By Michael A. Peters, Contributing Writer

There were no multi-billionaire CEOs or former U.S. presidents on hand, but a graduating class of 17 Harvard students was all smiles Tuesday night after becoming the College’s newest Drug and Alcohol Peer Advisers (DAPAs).

At just over 15 months old, the DAPA program is still young and evolving—but holding strong to the belief that peer advisers are the best vehicles for distribution of alcohol safety information to the Harvard community.

“This is such an exciting program because the students are here completely voluntarily,” says lead DAPA program instructor Ryan M. Travia, who is also Harvard’s director of the Office of Alcohol and Other Drug Services. “It’s refreshing to see such efforts on the part of students who truly want to help their peers.”

DAPA is perhaps best known on campus as the group that offers money to pay for food and non-alcoholic drinks at undergraduate parties.

The grant program debuted during last November’s Harvard-Yale weekend and has since become wildly popular, Travis said. It boasts an endowment of nearly $20,000.

Travia said that some of the DAPA grant program’s popularity can be attributed to the differences between it and a similar party grant program offered by the Undergraduate Council (UC). Unlike the UC grants, the DAPA grants do not stipulate that the parties need to be widely publicized or open to the entire student body, Travia said.

“Students have commented that these grants allow them to throw a great party and that prior to the grants, they underestimated just how much these non-alcoholic drinks and food could add to the event,” Assistant Dean Paul J. McLoughlin wrote in an e-mailed statement.

Veteran DAPA Amy Tao ’07 explained that though DAPA will not fund the purchase of alcohol, its goal is not to impose a modern-day prohibition on the substance.

“We’re not there to police at parties. Each individual brings something different to the table,” Tao said. “We all have different drinking histories and different social groups.”

The group’s attempts at generating a buzz have taken on a number of forms, including posters tacked-up across campus and the distribution of Nalgene bottles imprinted with facts about alcohol use at Harvard, according to DAPA coordinator Kay Negishi ’07—all in the hopes of getting students to more seriously consider the importance of drinking responsibly.


The latest DAPA graduates were only the second class to complete the 12-week training program offered by the Office of Alcohol and Other Drug Services.

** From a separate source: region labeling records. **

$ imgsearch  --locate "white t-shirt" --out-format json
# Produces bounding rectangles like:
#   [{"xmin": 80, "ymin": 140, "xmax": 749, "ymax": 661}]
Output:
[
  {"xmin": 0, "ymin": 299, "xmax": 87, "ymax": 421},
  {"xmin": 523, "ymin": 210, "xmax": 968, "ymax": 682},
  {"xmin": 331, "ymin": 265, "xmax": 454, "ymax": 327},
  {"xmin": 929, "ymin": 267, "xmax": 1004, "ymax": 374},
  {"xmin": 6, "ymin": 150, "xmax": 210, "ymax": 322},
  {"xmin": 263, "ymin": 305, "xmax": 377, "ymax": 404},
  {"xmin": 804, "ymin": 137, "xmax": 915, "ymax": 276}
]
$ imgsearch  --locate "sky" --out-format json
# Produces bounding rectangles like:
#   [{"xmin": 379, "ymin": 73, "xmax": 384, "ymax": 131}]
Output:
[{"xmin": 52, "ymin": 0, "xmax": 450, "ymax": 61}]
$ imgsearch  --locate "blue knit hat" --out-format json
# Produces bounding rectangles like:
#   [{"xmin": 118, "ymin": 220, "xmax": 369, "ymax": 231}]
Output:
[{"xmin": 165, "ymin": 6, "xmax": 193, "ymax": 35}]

Shiv M. Gaglani ’10, a recent graduate of the DAPA program, said he is looking forward to acting as a resource for fellow students.

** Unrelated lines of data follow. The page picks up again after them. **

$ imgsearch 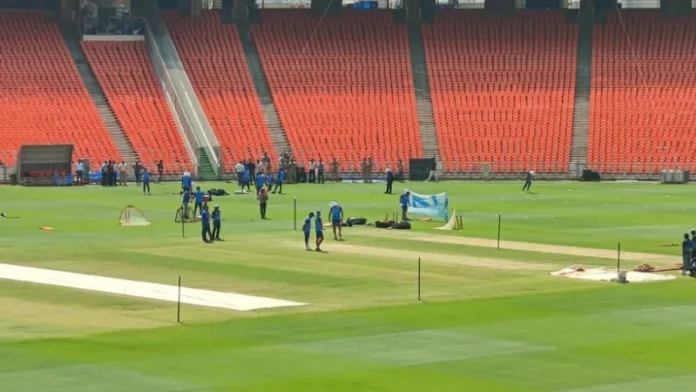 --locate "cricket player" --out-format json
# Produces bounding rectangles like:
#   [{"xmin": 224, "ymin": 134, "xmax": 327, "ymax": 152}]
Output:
[
  {"xmin": 143, "ymin": 168, "xmax": 150, "ymax": 195},
  {"xmin": 201, "ymin": 206, "xmax": 213, "ymax": 243},
  {"xmin": 181, "ymin": 172, "xmax": 193, "ymax": 192},
  {"xmin": 181, "ymin": 188, "xmax": 190, "ymax": 219},
  {"xmin": 211, "ymin": 204, "xmax": 221, "ymax": 241},
  {"xmin": 314, "ymin": 211, "xmax": 324, "ymax": 252},
  {"xmin": 302, "ymin": 212, "xmax": 314, "ymax": 250},
  {"xmin": 193, "ymin": 186, "xmax": 203, "ymax": 217},
  {"xmin": 329, "ymin": 201, "xmax": 343, "ymax": 241},
  {"xmin": 682, "ymin": 233, "xmax": 694, "ymax": 275},
  {"xmin": 399, "ymin": 192, "xmax": 411, "ymax": 221}
]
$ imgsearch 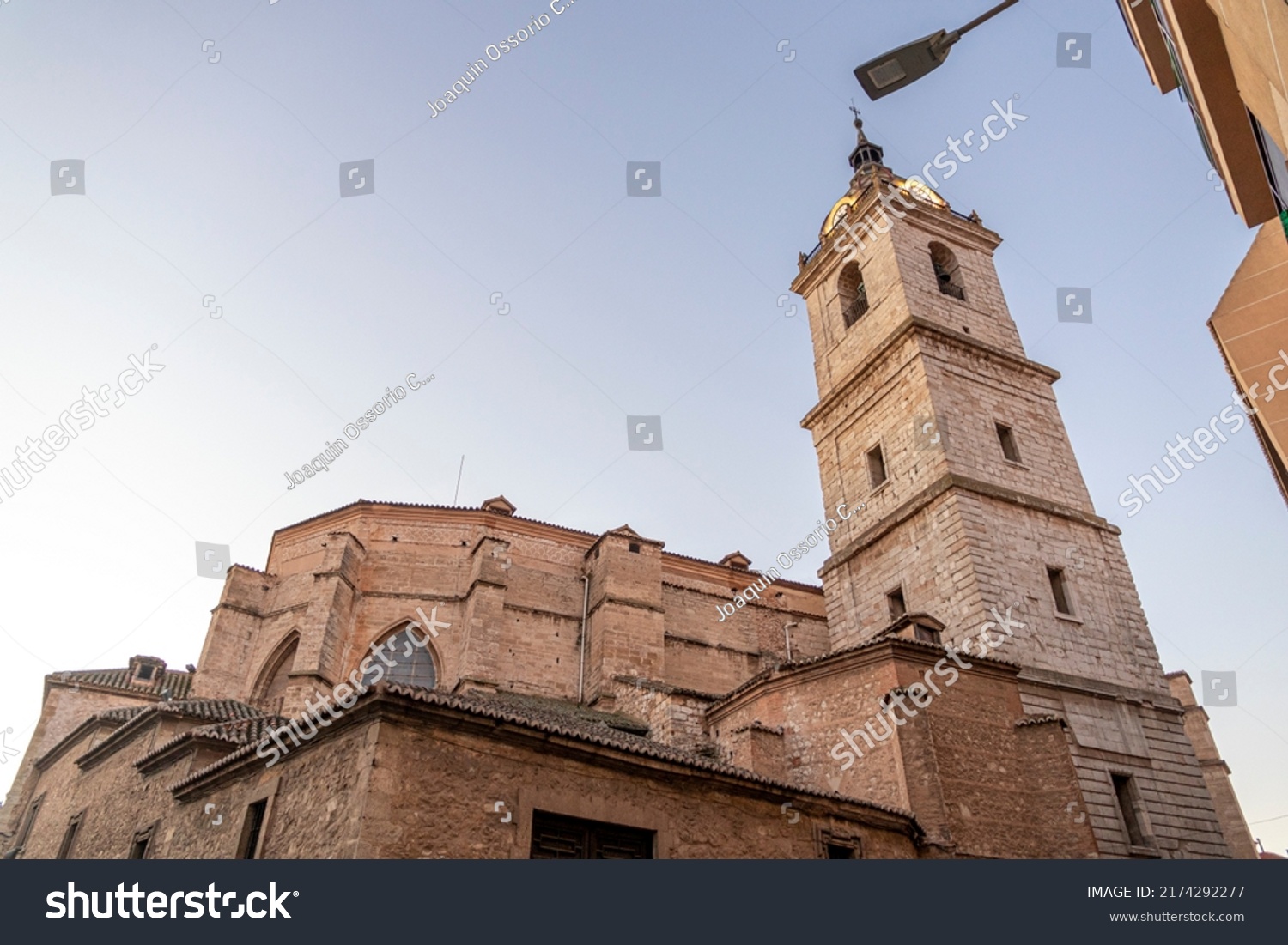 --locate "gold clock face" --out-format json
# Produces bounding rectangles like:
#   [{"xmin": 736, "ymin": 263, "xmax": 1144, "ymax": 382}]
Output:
[{"xmin": 899, "ymin": 180, "xmax": 948, "ymax": 208}]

“In the past my friends traditionally asked me a lot of questions about alcohol because of my knowledge in chemistry,” Gaglani says. “They were always asking questions like ‘Is it okay to take a Tylenol after drinking alcohol to relieve a headache?’ I wanted to be able to answer my friends and whoever had those concerns. DAPA gave me this opportunity.”

Tao said her DAPA training has helped her most in aiding those within her social network.

“I personally was very surprised about how many people came to me with questions,” Tao said. “The question asked most: I have a friend I’m concerned should I go about helping that friend? As a DAPA, I’m able to help answer.”

McLoughlin sees DAPA playing a key role in both the present and future promotion of a safer Harvard.

“No one can deny that drinking behavior on college campuses across the country has reached dangerous levels,” McLoughlin wrote in his statement. “I am hopeful that the DAPA program and all of the other new initiatives around alcohol education started by [the Office of Alcohol and Other Drug Services] will allow students at Harvard to act responsibly and safely. It’s in their and our best interest.”